A review by speesh
Zoo Station by David Downing

4.0

You'll like Zoo Station, if you like Philip Kerr's 'Bernie Gunther' stories or Robert Harris' 'Fatherland'. If you like Alan Furst.

If you like thrillers set in Europe the years leading up to the outbreak of WWII.

If you'd like a tantalizing glimpse into a somewhat forgotten - and in many ways, misunderstood - world.

Zoo Station, the first in David Downing's Zoo series, is a really rather wonderful and absorbing period piece. In essence; a small tale set against a much bigger, darker backdrop. Involving ordinary people doing ordinary things, like just getting on with their lives, during extraordinary circumstances. The 'hero', is John Russell, an English freelance newspaper writer living in Germany in the early months of 1939, obviously just before the outbreak of World War II. Though, as the book further illustrates (and as if you have read anything else about this period, you will know), 'outbreak' is much more accidental-sounding than was actually the case. Through Russell, we see how the Nazi party has infiltrated its way into the minutiae of Germans' everyday life. And not in a pleasant way of course. You don't need to have done, but it certainly would increase you understanding of novels set in this period, if you had read a book like Richard J. Evans' 'The Coming of the Third Reich'.

With hindsight, it might seem a little strange that an Englishman is living in Germany at this time. But he has good reason to be there. His has an ex-wife, a son and a beautiful, actress girlfriend to care for. He becomes involved with the Russians, ostensibly writing articles on typical German daily life, so the Russian people might better understand their prospective allies. But really he's spying. He knows that and thinks that as long as he can keep the Russians where he can see them, he'll be ok. The same with his British allies. As of course, the British also want a piece of the information cake. So Russell in effect becomes something of an unwitting double agent, with no real master but himself and no real loyalty to anyone, apart from to his family. But, being an Englishman more than somewhat integrated into pre-War German society, gives Russell the opportunity to observe, perhaps understand - though without condoning - and maybe react differently to the zeitgeist. Differently to how a typical German person would have. Or would have been able to have done.
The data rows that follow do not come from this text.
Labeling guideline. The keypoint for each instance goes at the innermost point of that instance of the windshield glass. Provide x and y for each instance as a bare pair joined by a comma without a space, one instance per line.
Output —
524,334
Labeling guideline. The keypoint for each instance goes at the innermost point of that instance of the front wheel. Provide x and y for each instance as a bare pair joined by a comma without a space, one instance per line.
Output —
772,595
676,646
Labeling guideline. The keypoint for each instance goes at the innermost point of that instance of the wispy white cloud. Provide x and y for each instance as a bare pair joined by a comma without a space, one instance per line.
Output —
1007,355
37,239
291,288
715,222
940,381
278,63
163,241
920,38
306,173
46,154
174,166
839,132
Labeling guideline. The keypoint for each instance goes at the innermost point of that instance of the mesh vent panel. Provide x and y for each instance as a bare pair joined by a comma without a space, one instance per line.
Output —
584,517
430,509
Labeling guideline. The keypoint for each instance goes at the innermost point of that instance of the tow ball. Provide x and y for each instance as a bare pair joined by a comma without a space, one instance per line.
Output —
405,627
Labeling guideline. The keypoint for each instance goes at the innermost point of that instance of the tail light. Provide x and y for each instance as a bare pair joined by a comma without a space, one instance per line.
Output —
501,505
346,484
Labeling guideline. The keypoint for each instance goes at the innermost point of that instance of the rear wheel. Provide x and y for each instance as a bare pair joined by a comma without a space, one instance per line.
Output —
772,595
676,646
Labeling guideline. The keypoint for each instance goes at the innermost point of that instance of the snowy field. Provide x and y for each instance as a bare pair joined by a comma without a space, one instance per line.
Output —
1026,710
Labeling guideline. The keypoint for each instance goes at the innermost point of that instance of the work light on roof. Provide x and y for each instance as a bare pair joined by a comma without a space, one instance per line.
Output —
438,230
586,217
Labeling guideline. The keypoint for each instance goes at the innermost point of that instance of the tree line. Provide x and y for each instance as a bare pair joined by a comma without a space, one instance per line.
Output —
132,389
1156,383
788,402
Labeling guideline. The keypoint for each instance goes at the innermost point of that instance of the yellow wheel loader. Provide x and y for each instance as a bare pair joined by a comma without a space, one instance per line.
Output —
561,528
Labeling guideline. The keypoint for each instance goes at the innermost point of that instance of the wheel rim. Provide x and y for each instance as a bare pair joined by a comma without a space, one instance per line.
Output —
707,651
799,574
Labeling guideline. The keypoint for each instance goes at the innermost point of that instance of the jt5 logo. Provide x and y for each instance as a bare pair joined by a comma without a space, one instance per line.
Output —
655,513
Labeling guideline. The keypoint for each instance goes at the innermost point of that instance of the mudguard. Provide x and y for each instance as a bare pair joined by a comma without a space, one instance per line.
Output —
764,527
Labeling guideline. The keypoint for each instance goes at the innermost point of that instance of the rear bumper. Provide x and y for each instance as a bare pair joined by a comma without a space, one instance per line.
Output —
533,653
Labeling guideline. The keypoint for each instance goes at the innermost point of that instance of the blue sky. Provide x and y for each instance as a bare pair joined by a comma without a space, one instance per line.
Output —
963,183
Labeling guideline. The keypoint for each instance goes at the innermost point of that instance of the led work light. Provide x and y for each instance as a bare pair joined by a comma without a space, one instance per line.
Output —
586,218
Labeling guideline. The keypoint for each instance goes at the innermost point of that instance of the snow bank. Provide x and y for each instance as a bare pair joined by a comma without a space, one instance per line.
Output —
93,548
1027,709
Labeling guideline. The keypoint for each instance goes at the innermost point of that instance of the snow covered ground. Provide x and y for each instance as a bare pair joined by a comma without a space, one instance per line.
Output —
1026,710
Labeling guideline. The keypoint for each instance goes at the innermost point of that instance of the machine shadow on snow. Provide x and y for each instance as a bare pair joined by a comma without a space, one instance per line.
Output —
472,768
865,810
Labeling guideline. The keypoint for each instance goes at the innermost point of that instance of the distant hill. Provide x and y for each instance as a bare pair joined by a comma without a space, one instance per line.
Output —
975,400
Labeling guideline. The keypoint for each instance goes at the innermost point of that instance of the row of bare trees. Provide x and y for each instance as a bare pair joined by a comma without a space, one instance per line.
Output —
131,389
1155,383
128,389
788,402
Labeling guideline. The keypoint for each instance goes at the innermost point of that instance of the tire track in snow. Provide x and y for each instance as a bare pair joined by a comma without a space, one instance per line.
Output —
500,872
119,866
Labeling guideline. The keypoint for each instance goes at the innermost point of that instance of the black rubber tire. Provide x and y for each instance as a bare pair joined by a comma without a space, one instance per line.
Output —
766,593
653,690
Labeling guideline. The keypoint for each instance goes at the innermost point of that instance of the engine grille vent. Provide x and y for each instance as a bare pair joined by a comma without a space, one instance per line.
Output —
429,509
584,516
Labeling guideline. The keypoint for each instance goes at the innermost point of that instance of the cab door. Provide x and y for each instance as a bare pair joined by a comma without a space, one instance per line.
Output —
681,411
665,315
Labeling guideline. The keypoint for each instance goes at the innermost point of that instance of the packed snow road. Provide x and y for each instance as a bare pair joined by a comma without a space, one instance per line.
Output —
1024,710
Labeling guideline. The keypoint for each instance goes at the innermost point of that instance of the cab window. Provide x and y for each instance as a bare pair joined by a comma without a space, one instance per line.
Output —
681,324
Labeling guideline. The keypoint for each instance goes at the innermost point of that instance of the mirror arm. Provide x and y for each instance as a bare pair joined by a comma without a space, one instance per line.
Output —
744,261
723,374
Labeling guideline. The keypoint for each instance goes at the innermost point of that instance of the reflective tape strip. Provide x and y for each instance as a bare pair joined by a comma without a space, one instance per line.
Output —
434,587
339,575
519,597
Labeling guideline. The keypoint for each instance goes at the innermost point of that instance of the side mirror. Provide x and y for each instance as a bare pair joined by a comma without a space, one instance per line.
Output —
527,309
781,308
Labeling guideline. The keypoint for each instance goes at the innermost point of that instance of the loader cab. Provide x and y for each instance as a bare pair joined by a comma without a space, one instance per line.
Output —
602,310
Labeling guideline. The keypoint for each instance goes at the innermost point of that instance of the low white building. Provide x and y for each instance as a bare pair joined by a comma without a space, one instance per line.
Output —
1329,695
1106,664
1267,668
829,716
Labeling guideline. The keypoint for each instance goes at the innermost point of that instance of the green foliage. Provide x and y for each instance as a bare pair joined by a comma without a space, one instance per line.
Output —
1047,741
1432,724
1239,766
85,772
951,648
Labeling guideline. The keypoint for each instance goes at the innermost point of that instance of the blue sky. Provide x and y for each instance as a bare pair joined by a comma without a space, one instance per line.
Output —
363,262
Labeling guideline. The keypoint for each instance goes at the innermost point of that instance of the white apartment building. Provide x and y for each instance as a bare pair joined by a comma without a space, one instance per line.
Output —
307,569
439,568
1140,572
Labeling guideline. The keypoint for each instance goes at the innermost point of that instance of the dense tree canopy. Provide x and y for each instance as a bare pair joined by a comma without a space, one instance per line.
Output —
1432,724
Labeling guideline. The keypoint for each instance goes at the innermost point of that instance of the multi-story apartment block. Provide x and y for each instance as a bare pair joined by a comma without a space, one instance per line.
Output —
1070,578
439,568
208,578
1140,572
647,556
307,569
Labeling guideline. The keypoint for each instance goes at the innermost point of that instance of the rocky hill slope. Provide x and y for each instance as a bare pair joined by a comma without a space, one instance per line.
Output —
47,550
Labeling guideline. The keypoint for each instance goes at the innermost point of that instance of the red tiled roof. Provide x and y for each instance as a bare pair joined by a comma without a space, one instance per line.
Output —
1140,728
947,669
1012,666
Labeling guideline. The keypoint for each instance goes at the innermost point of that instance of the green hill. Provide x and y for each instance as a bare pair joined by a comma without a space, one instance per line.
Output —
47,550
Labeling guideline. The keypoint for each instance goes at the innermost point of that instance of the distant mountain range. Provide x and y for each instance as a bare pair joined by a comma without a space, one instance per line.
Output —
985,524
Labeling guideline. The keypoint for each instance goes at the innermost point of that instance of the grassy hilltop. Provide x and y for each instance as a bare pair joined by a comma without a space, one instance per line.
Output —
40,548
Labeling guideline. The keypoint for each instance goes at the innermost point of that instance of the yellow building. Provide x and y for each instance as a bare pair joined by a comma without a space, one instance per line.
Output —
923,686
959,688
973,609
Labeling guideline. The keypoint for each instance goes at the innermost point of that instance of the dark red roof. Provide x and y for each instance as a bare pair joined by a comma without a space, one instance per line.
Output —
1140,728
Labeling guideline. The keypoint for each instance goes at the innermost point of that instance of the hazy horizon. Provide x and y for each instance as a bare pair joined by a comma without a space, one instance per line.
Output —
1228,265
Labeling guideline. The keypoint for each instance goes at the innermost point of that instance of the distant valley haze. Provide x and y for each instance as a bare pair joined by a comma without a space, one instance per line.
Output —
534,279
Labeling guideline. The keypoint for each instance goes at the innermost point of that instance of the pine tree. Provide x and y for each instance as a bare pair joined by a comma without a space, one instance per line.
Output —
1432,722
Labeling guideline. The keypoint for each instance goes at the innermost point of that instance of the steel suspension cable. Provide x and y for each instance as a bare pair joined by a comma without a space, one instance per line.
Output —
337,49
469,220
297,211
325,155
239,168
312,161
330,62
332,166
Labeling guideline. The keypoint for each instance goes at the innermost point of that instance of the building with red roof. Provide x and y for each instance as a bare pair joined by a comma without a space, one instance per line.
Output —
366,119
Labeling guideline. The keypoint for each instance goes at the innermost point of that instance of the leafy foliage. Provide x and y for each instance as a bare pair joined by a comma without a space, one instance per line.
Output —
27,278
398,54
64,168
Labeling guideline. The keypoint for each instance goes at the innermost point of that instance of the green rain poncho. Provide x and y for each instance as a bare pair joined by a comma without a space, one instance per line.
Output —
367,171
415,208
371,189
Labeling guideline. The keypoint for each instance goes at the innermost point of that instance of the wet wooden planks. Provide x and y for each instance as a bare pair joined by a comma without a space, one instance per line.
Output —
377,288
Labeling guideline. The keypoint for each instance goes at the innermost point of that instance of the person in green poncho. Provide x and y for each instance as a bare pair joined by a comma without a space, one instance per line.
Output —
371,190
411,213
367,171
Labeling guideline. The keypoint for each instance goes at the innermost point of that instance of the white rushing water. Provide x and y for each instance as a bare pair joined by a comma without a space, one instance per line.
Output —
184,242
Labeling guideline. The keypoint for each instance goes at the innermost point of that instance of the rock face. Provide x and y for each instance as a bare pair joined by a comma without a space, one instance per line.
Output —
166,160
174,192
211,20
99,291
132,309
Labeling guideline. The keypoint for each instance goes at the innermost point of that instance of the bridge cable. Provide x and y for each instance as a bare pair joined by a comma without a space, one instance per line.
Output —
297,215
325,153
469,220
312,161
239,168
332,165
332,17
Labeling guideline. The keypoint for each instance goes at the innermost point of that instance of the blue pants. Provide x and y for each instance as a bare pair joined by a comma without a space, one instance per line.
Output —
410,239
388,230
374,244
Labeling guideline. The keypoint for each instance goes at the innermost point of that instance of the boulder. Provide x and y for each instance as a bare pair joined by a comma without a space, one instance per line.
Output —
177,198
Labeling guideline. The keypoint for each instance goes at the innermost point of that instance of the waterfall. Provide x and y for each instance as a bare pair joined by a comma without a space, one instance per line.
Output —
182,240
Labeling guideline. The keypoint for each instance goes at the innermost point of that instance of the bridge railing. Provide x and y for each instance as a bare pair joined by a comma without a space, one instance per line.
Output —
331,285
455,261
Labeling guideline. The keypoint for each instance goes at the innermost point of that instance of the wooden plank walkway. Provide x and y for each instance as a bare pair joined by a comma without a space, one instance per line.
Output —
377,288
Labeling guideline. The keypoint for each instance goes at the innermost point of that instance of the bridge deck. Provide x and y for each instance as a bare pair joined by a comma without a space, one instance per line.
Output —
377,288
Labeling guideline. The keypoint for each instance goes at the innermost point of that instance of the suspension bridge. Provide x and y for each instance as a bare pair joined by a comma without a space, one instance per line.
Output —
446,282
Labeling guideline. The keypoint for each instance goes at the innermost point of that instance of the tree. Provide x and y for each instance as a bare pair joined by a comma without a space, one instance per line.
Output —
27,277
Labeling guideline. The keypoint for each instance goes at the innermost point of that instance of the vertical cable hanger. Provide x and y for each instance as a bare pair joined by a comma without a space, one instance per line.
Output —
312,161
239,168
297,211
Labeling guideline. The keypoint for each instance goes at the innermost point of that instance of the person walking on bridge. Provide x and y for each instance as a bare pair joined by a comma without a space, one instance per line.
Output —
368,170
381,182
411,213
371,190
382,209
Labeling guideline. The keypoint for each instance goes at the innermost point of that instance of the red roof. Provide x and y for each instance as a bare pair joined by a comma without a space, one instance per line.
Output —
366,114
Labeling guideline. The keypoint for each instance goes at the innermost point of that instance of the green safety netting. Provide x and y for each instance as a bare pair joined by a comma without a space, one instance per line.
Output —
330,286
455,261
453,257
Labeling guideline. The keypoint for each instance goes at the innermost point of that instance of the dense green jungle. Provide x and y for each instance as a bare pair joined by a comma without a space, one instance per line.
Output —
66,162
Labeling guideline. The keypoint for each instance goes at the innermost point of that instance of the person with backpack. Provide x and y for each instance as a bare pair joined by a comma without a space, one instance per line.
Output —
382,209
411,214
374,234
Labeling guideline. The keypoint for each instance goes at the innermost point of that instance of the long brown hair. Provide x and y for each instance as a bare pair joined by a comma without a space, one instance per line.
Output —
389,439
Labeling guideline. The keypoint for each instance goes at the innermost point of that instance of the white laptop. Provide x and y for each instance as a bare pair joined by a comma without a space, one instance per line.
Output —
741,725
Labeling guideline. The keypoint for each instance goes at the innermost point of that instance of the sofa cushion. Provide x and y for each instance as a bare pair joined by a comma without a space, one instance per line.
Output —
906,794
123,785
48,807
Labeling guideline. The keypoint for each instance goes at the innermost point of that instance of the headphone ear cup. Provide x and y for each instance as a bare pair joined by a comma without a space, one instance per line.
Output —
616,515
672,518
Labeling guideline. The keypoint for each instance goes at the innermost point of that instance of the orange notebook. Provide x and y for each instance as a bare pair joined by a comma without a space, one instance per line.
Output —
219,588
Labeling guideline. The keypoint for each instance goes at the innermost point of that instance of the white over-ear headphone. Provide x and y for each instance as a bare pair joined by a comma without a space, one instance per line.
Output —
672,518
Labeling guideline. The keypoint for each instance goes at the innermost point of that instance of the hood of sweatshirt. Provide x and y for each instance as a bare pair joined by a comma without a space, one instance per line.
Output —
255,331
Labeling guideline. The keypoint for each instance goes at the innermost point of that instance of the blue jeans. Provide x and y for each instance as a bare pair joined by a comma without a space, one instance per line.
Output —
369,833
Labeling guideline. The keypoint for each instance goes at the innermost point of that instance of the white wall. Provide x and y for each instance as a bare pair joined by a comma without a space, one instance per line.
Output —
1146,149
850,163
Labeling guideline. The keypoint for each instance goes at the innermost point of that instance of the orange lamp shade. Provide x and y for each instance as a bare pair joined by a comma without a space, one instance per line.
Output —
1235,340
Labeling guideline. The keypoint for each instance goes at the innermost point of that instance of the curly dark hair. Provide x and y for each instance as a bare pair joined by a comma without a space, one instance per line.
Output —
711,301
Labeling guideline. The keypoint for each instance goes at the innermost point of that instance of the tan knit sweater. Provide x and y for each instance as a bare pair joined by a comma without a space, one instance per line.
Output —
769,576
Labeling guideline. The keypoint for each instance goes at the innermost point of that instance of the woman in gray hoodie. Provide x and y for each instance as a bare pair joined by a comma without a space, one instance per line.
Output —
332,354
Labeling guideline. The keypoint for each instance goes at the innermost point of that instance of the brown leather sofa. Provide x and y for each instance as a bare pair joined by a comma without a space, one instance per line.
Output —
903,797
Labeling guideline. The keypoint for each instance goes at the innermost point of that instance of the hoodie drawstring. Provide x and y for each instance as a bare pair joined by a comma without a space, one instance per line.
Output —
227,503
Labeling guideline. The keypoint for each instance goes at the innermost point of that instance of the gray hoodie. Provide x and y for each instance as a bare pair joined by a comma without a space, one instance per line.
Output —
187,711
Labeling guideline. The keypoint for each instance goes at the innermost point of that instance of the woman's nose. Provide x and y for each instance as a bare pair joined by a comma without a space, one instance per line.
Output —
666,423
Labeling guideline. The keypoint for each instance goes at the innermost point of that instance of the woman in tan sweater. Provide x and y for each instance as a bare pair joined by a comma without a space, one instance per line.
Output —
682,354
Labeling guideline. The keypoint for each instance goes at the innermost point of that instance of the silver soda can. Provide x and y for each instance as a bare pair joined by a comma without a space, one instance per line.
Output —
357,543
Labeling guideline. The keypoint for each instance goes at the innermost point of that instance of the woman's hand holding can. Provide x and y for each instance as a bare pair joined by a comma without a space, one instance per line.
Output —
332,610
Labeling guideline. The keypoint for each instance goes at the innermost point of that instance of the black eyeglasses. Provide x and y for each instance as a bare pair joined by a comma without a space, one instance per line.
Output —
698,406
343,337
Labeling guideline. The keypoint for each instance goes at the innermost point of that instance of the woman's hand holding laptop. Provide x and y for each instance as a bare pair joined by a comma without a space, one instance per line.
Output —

I found this a wonderful, engaging and involving read. An Englishman in a strange land, just doing the right thing, without fanfare. Acting heroically when looked back on, but only made heroic by the times. It is sublimely written and plotted, really well put together. You can almost touch the atmosphere of pre-War Berlin (I have no idea what the pre-War Berlin atmosphere was really like, but I can't imagine it being far from what is brought out here). It's the little things, the small incidents that do it. Giving English lessons to Jewish children, taking trains to Poland, trips to London, picking his son up from his ex-wife, all give this story its edge over others you might read. It's not exactly what you'd think of if I said 'a real page-turner', but to someone who appreciates fine writing and acute observation, sometimes with an acerbic edge *takes bow*, it was a book I found very hard to put away. The best part is, there are many more to come after this one.

My only beef, would be with the recommendation on the cover. I'm never normally a great fan of 'a wonderful evocation of *insert long, long ago time period here* -type recommendations. I mean, unless they themselves were the character's age during that very same time, how do they know? It's not just about knowing the facts of what went on, that's often the easy part. It's surely about knowing about what people felt at that time and why. And the 'and why' can only come if you grew up in that period, were there and were affected by those special circumstances. A person born today would, when reaching writing/author age, surely have trouble imagining a time when there was no Internet, for instance. Tell someone that TVs used to be only black and white, only one or two channels and were the size of a Shetland pony - see what kind of look you get back. So someone saying it is 'a wonderful evocation of...', is guessing it is, hoping it is and probably should have inserted 'in my opinion' in there somewhere. Having said all that...this, in my opinion and based on what I have read about the period - and with parents still alive who were alive during that period, IS 'an extraordinary evocation of Nazi Germany on the eve of war...', as CJ Sansom says on the front cover.

If you like an absorbing read, a good tale well told and with more to come. This is for you.